Neonatal isoerythrolyis occurs in type A kittens that have ingested colostrum from a type B queen. The colostrum contains antibodies that cause lysis of the kittens' red blood cells. Clinical signs include anemia, icterus, darkly pigmented urine, "fading kitten syndrome", or sudden death within the first week of life. Supportive care includes a transfusion of type B blood (20 ml/kg IV or IO over 2 h), external warming, IV or SC fluids, and nutrition. Nursing can be resumed after 24 hours because colostrum is no longer absorbed through the GI tract. All breeding pairs of suspect breeds should be typed to avoid mating type B queen with type A males.

 

Kohn B, Weingart C, Eckmann V, et al. Primary immune-mediated hemolytic anemia in 19 cats: diagnosis, therapy, and outcome (1998-2004). J Vet Intern Med 2006; 20:159-166.

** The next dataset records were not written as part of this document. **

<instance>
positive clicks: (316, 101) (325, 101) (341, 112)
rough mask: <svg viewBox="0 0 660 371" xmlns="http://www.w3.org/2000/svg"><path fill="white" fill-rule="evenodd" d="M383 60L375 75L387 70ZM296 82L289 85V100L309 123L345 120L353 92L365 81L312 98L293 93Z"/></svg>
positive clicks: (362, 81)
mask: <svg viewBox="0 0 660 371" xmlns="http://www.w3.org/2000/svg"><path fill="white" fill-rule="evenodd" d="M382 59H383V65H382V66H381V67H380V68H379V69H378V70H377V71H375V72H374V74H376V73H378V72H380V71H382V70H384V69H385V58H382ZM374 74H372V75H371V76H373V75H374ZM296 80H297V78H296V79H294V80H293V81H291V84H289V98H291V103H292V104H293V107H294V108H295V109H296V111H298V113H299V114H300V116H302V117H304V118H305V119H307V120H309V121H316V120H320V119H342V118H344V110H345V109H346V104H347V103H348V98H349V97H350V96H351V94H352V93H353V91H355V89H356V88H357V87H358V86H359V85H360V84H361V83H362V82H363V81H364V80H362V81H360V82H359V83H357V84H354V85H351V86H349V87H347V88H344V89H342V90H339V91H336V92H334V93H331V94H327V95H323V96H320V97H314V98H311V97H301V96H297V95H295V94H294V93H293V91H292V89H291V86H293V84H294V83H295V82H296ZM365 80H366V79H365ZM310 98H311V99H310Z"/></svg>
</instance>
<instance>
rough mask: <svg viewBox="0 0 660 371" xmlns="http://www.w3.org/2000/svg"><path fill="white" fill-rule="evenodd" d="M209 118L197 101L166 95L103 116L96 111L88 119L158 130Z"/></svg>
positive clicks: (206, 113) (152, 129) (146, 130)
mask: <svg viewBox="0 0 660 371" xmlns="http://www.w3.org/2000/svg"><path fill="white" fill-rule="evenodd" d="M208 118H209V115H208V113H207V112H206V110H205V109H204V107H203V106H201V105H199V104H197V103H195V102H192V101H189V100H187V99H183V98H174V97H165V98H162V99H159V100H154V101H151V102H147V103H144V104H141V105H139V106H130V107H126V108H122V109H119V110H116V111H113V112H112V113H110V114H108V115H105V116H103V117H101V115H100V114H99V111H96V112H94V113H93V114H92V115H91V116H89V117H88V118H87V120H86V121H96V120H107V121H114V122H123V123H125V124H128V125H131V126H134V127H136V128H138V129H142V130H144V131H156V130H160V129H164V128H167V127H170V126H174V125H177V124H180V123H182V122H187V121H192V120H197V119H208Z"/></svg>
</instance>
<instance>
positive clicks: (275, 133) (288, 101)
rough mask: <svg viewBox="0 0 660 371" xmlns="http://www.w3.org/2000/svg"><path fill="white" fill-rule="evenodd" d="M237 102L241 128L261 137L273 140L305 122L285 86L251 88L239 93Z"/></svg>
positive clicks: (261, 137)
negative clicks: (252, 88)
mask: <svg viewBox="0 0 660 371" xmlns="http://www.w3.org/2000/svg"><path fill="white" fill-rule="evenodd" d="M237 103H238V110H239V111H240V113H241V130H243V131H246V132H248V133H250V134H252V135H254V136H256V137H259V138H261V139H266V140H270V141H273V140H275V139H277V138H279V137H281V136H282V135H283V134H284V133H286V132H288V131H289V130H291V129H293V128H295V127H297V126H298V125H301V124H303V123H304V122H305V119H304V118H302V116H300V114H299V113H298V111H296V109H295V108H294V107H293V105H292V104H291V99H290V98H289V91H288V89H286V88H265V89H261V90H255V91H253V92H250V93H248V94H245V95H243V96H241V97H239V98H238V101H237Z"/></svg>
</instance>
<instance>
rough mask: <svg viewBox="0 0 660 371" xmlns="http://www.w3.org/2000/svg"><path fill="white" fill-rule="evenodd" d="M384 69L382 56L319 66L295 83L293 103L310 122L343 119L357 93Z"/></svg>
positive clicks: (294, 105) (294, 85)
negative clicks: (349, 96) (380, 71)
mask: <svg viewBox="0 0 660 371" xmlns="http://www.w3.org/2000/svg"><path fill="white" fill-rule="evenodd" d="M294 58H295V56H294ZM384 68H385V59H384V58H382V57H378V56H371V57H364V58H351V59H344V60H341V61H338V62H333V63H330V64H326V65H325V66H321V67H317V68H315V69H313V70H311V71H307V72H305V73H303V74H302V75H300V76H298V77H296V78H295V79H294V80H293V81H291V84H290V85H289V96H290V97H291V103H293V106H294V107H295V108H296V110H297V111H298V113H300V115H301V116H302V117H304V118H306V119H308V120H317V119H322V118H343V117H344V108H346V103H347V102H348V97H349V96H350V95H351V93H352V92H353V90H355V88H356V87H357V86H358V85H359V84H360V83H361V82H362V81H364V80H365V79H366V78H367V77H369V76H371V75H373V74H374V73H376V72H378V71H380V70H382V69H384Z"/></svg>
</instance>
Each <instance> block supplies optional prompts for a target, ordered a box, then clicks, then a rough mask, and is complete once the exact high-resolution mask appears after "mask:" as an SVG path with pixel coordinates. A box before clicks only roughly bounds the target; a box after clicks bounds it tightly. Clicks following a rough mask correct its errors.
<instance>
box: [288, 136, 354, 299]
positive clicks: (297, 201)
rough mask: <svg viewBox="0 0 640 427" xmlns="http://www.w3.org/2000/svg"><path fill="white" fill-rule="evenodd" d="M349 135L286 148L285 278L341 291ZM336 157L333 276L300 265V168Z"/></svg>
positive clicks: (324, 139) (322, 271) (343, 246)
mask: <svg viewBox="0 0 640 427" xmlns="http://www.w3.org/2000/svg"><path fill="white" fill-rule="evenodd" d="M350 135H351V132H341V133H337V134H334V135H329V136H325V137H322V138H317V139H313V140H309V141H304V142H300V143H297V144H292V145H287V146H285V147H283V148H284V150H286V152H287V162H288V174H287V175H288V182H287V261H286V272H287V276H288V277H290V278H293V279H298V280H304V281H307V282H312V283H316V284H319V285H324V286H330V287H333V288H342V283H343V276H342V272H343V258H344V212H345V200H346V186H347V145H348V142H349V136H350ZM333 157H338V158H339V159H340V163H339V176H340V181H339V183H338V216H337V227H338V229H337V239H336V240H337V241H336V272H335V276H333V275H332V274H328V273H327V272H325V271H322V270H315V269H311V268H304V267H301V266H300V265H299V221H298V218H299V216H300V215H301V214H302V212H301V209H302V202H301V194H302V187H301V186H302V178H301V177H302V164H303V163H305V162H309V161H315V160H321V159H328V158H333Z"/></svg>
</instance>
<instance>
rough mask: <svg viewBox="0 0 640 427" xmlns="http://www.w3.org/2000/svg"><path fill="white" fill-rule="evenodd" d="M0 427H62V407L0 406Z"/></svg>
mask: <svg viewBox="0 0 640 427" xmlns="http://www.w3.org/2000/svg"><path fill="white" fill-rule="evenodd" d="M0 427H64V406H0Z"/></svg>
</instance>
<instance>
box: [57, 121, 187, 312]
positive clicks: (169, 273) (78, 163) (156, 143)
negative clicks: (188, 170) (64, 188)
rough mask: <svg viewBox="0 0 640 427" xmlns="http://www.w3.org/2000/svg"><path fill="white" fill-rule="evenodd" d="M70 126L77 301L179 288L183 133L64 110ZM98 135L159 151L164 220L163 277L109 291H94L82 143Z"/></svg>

Birkenheuer AJ, Le SA, Valenzisi, et al. Cytauxzoon felis in cats in the mid-Atlantic states: 34 cases (1998-2004). J Am Vet Med Assoc 2006; 228(4):568-576.

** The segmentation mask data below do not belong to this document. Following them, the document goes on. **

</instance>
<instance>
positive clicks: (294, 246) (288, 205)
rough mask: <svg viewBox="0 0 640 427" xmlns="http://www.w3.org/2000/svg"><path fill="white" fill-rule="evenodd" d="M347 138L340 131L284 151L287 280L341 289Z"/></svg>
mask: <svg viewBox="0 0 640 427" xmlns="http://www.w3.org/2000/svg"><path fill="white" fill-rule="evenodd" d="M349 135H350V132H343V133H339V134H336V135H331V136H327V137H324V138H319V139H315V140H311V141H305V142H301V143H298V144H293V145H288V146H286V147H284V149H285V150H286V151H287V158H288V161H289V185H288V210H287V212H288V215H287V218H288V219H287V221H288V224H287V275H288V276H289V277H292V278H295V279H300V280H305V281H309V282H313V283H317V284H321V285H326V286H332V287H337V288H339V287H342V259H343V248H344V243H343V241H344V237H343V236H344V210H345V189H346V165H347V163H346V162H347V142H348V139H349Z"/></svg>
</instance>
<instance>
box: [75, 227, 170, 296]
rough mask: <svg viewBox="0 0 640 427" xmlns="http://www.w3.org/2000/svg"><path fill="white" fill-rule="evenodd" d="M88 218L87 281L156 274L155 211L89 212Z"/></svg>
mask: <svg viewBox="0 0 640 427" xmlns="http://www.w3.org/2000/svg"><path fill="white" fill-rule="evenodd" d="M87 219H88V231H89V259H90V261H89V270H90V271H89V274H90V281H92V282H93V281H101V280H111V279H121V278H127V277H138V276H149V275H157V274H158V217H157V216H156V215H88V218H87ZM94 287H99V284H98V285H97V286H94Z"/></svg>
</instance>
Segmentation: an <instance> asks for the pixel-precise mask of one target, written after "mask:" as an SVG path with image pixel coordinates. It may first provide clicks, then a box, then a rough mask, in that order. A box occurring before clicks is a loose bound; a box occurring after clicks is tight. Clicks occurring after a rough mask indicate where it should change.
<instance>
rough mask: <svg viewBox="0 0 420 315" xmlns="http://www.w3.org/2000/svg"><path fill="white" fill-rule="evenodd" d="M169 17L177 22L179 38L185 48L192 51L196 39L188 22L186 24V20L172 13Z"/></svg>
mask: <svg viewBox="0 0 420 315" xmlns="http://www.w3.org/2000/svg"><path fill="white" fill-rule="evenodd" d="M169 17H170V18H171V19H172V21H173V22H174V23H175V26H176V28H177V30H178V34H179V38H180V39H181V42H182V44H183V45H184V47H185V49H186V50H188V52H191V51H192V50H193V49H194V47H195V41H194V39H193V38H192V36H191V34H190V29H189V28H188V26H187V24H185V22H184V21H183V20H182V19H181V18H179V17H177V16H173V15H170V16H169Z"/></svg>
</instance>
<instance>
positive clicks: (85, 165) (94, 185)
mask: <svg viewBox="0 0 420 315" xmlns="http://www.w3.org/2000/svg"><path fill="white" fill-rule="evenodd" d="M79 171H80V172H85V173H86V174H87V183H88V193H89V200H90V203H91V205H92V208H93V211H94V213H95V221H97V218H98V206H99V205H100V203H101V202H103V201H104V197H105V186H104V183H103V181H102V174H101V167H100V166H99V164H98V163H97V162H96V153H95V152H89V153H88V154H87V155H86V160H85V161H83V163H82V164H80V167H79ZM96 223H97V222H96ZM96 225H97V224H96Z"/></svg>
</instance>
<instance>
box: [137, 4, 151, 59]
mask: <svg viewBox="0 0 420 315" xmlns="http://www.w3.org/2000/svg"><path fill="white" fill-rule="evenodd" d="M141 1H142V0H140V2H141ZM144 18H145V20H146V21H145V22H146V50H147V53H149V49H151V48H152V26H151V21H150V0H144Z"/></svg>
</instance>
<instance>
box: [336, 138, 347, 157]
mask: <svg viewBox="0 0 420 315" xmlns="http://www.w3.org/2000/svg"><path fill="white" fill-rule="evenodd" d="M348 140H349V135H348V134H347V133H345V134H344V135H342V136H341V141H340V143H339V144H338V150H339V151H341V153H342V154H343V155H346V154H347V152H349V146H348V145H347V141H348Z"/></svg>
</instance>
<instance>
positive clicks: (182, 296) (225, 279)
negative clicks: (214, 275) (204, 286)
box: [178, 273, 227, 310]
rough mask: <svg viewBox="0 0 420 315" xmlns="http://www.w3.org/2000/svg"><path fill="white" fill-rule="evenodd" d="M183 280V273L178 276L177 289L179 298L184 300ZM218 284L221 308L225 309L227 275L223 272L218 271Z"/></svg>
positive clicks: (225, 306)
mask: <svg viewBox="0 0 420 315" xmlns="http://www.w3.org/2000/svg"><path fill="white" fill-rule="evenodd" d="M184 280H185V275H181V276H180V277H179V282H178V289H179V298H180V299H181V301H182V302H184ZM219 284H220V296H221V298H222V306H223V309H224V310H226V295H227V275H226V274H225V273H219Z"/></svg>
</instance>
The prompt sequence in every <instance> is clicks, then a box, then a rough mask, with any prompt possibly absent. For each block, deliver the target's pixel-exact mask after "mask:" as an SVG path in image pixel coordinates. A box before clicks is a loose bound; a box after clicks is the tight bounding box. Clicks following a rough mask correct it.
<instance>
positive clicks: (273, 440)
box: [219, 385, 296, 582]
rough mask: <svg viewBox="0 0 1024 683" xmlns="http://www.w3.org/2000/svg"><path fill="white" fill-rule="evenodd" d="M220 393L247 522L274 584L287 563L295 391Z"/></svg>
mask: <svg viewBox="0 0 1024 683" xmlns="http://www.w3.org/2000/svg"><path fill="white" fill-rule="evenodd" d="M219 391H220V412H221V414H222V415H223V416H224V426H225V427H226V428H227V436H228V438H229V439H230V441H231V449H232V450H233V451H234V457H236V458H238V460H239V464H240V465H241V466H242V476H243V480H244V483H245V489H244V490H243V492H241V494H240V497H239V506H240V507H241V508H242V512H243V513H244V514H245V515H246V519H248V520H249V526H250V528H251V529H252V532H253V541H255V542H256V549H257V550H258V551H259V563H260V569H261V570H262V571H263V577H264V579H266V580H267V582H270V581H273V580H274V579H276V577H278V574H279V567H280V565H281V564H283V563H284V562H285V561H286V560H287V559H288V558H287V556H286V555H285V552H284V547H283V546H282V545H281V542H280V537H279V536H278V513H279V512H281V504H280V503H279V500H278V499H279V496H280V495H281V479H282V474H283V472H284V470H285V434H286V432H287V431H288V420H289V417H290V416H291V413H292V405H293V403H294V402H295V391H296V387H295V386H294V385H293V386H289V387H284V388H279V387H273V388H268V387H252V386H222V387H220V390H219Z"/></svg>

Castellano SI, Couto CG, Gray TL. Clinical use of blood products in cats: A retrospective study (1997-2000). J Vet Intern Med 2004;18:529-532.
Birkenheuer AJ, Cohn LA, Levy MG, et al. Atovaquone and azithromycin for the treatment of Cytauxzoon felis. Conference Proceedings, ACVIM 2008, Abstract #13.
Macintire, DK, Drobatz KJ, Haskins SC, Saxon WD. Manual of Small Animal Emergency and Critical Care Medicine. Ames, IA: Blackwell Publishing, 2005; pp. 279-295.